Au lendemain de la mort d’un des leurs, les étudiants ont à nouveau affronté les forces de l’ordre à Dakar, Saint-Louis et Ziguinchor.
De nouveaux heurts entre étudiants et forces de l’ordre ont éclaté mercredi 16 mai dans plusieurs universités du Sénégal, au lendemain de la mort d’un étudiant dans le nord du pays lors d’une confrontation avec les gendarmes.
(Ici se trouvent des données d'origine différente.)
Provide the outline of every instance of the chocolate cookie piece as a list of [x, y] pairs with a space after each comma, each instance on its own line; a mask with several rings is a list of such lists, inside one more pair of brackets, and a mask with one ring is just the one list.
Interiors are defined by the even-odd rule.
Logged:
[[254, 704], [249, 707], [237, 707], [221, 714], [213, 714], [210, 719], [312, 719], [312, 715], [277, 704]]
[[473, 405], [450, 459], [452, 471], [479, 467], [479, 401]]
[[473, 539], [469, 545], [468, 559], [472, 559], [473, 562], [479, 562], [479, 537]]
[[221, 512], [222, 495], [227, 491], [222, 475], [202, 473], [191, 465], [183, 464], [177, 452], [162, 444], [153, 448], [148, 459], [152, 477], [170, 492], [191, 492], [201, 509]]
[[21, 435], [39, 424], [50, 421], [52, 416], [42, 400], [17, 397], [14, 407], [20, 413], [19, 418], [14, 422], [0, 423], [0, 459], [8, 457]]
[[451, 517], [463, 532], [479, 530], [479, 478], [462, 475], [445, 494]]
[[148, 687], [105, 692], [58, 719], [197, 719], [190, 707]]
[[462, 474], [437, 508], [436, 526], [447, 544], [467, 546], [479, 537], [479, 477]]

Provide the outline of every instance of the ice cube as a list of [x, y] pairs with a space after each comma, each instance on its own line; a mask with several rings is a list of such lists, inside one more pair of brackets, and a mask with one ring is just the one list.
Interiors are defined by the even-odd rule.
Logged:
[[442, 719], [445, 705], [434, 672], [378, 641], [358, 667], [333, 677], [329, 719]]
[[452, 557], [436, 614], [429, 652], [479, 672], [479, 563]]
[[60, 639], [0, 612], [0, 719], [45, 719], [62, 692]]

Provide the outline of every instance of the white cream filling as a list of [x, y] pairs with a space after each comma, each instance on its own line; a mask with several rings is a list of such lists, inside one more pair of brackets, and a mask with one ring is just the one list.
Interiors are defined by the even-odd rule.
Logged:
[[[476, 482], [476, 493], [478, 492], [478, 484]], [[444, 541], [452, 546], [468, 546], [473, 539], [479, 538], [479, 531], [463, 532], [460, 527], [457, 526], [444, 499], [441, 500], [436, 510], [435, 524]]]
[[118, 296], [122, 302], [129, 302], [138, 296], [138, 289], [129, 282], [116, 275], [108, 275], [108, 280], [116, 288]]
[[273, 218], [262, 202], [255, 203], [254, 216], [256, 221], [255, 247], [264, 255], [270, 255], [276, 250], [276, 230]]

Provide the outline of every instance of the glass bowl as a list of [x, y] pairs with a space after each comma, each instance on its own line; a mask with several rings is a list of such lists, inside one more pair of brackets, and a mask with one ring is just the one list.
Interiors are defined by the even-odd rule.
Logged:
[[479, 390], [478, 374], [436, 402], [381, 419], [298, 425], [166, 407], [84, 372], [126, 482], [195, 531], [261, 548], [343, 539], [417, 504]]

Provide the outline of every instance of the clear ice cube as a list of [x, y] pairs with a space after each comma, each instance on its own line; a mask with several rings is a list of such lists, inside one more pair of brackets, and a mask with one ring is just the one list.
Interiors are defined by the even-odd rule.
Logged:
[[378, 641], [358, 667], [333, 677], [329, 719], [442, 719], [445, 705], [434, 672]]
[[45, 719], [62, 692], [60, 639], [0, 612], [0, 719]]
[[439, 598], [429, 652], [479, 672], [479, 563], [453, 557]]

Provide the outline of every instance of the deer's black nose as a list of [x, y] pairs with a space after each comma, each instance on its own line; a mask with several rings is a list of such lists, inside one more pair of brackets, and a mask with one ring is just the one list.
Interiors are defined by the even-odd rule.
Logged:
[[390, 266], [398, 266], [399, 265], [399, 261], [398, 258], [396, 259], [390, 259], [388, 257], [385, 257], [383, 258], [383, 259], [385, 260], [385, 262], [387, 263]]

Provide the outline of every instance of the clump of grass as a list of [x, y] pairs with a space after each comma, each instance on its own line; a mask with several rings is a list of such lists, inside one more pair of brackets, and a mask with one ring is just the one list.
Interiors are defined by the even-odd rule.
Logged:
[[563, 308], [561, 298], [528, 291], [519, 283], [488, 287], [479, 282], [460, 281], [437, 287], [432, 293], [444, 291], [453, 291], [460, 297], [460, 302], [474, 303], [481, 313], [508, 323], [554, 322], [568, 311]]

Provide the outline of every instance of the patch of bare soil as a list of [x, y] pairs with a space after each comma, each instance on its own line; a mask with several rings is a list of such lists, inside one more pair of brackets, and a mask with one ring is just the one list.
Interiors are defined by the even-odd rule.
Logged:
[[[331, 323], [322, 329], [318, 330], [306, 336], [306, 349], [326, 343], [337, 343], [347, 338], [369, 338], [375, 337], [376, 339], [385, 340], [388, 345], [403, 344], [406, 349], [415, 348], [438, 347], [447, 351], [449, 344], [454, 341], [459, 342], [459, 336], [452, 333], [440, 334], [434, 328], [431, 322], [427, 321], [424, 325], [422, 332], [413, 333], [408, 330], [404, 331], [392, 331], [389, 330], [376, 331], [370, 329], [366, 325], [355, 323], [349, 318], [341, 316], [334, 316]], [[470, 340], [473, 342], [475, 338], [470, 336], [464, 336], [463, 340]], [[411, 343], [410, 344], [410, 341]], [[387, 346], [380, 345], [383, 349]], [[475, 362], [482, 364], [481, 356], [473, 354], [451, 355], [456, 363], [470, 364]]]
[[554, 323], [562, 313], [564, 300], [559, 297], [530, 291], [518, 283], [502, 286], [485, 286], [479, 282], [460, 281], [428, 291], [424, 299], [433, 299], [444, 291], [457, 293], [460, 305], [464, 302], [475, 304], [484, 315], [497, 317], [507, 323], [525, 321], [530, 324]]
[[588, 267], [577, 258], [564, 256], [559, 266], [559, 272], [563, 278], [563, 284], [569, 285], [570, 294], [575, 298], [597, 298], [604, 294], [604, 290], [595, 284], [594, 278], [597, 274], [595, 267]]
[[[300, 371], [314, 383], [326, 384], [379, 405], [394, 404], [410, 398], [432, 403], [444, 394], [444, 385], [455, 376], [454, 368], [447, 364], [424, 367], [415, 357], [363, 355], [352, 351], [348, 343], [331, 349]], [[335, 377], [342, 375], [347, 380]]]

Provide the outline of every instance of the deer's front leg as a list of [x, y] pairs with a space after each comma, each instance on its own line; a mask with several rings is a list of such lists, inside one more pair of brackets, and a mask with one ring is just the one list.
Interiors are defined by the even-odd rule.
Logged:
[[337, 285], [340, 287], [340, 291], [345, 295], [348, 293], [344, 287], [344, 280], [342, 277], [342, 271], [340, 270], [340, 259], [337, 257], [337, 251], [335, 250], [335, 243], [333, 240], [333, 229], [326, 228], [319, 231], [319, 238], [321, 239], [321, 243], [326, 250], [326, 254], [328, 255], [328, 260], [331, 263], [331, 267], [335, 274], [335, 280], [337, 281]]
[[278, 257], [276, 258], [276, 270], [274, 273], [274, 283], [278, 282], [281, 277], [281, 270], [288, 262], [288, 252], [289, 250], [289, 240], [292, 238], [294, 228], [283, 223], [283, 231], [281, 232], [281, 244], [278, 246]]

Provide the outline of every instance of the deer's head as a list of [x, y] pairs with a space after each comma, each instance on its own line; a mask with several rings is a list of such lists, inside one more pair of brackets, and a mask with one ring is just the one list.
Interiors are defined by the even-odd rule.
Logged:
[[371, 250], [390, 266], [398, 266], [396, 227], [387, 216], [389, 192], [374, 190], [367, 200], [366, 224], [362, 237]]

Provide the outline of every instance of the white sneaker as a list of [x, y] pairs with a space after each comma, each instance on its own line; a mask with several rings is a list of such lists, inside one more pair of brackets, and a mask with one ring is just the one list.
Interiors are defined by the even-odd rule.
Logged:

A Dakar, les étudiants lançaient des pierres sur la police, qui répliquait par des tirs de grenades lacrymogènes, aux abords de l’université Cheikh-Anta-Diop, la plus grande du pays, où des événements similaires s’étaient déjà déroulés la veille, ont constaté des journalistes de l’AFP.
A Ziguinchor (sud), la plus grande ville de Casamance, des étudiants ont également affronté la police, qui a là aussi fait usage de gaz lacrymogènes, a affirmé à l’AFP une source policière. Des élèves du secondaire se sont joints au mouvement, selon la même source. A l’université Gaston-Berger de Saint-Louis (nord), d’où sont partis les troubles mardi, les étudiants ont organisé une procession jusqu’au lieu où est tombé, selon eux, l’étudiant tué lors d’affrontements avec les forces de l’ordre, où ils ont observé un moment de prière, selon un correspondant de l’AFP.
« Répression sauvage »
L’un des principaux syndicats des enseignants du supérieur, le Saes, « solidaire des étudiants », a commencé mercredi une grève de 48 heures. « Il est inadmissible que la violence des forces de l’ordre ait entraîné une mort d’homme dans le campus », a indiqué le Saes dans un communiqué. Ces nouveaux troubles surviennent après la mort mardi d’un étudiant en lettres de l’université Gaston-Berger de Saint-Louis, Mouhamadou Fallou Sène, à la suite de heurts avec les gendarmes. Le jeuen homme de 25 ans a été tué « par balle », selon les étudiants. Les autorités ont annoncé une autopsie.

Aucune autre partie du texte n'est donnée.